Misalnya, BEM Universitas Indonesia (UI) mengkritik keabsahan UU Cipta Kerja dengan menayangkan video animasi tikus di gedung DPR RI dan Puan Maharani selaku ketua DPR.

Belum lagi kasus Bima, pemuda asal Lampung yang saat ini kuliah di Australia, mengkritisi pemerintah di Lampung karena jalan rusak dengan topik kritik ‘Kenapa Lampung tidak maju’.

Dua peristiwa ini menunjukkan bahwa tidak perlu lagi turun ke jalan untuk berdemonstrasi menyampaikan kritik. Hanya bermodal smartphone dan caption, ditambah sedikit pemanis, satu kritikan akan dilihat oleh ribuan orang di dunia maya.

Kebebasan berpendapat termasuk kritik publik terhadap pemerintah, merupakan pilar penting demokrasi. Penindasan terhadap kebebasan berpendapat, berpikir, berserikat, dan kritik publik akan menyebabkan demokrasi lumpuh.

Perlu diingat juga, jika demokrasi yang diterapkan di Indonesia adalah demokrasi Pancasila, bukan demokrasi liberal ala Barat yang mendewakan kebebasan absolut.

Dalam demokrasi Pancasila, kebebasan individu untuk berpendapat, berserikat, dan mengkritik publik dibatasi oleh beberapa hal.

Antara lain stabilitas dan keamanan nasional, kepentingan umum yang luas, ideologi nasional dan etika serta aturan moral yang bersifat sosial dan religius atau ketuhanan.

Artinya, kebebasan berekspresi rakyat idealnya dipahami dalam koridor-koridor tersebut. Koridor ketahanan nasional, kepentingan umum, dan ideologi kebangsaanlah yang selama ini terabaikan dalam menyampaikan pendapat atau kritik.

Demokrasi Indonesia saat ini mengarah pada kebebasan absolut atau mutlak yang mendewakan akal dan mengesampingkan hati nurani dan etika.

Akibatnya, praktik politik dan demokrasi Indonesia diwarnai oleh berbagai narasi yang mengarah pada ujaran kebencian, hasutan, provokasi, adu domba, dan hinaan.

Agaknya dalam tujuh tahun terakhir, iklim demokrasi di Indonesia diselimuti politik kebencian yang memecah belah.

Akibatnya, kritik yang idealnya menjadi vitamin dan suplemen penting bagi demokrasi, malah bermutasi menjadi racun yang perlahan membunuh demokrasi dari dalam.

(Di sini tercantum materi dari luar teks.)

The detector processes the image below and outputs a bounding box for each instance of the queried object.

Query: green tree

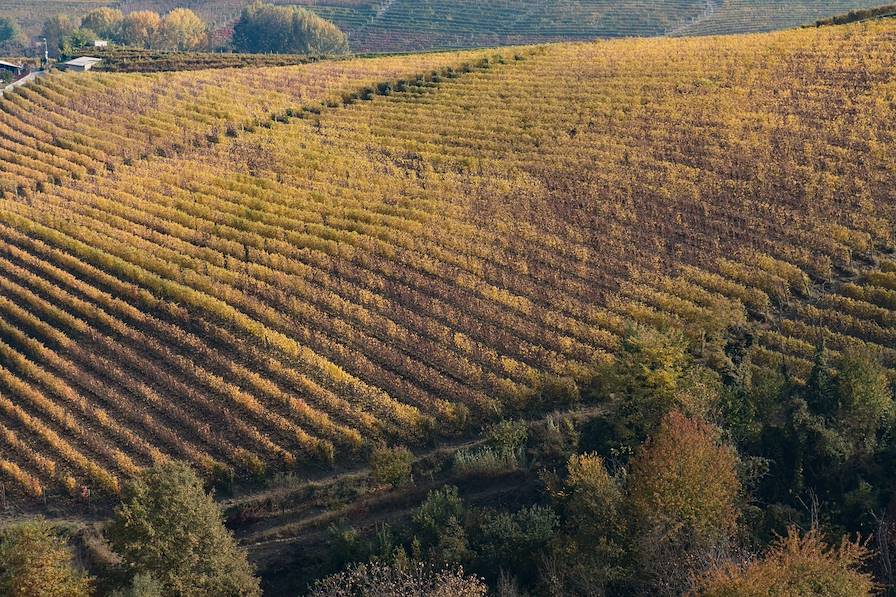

Paradoks Demokrasi di Indonesia

Melansir laman BPIP. Chantal Mouffe menyebutnya sebagai “paradoks demokrasi”, yakni fenomena ketika demokrasi justru menciptakan kebebasan yang mengancam stabilitas sosial dan keamanan nasional.

Di Indonesia sendiri, paradoks demokrasi terwujud dalam bentuk polarisasi masyarakat yang semakin tajam akibat afiliasi politik yang berlebihan dan fanatisme buta terhadap elite politik tertentu.

Paradoks demokrasi merupakan persoalan serius dalam kehidupan berbangsa dan bernegara.

Fenomena maraknya kritik berbasis kebencian tidak hanya melemahkan kepercayaan publik terhadap pemerintah, tetapi juga secara langsung menghadirkan ancaman serius bagi keamanan nasional.

Gawatnya, saat pemerintah bertindak tegas dengan melakukan penegakan hukum terhadap fenomena ujaran kebencian, tudingan anti kritik terdengar lantang dari beberapa kalangan.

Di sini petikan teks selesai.